Yahoo! (now Oath) has had a history of open sourcing some huge infrastructure components in the past. Examples of this are Hadoop and Storm which have each spawned entire industries. Oath has now open sourced Vespa the platform it uses to serve requests for popular sites like Yahoo Sports and Yahoo Finance. The importance of this cannot be underestimated.
Brief Overview of Vespa
The underpinnings of the system are made for high-uptime operations. There is an admin/ config cluster that controls the other Vespa clusters. There is a stateless Java container cluster that processes incoming requests. In order to feed responses back to the user, Vespa also has a content management and query cluster in the back-end. Think of this as when you go to Flickr and need to do a keyword search. Vespa can take that request, process data across billions of pieces of content, then serve search results along with recommendations in tens of milliseconds.
This is an extremely powerful application and something very few organizations have the internal teams to be able to develop and maintain. Oath says Vespa, for example, helps serve over 3 billion native ad requests per day and has reached peaks of over 140,000 requests per second.

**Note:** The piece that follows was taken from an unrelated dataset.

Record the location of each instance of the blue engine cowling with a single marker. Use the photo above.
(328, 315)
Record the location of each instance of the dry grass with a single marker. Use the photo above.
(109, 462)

Here is the architectural diagram for Vespa:
The key here is that the system is able to take requests as input and then distribute the processing and response quickly and efficiently. The Vespa response framework can utilize hand-built or deep learning based algorithms to craft ranking based responses.
Getting Started with Vespa
We checked out the Vespa documentation and it was surprisingly complete even with a docker enabled quick-start. One can start using text or JSON data on a HDFS Hadoop cluster, for example, to load content and start performing searches. While this is not going to replace Elastic Search overnight, there are likely some uses of ES where Vespa is a much better fit for.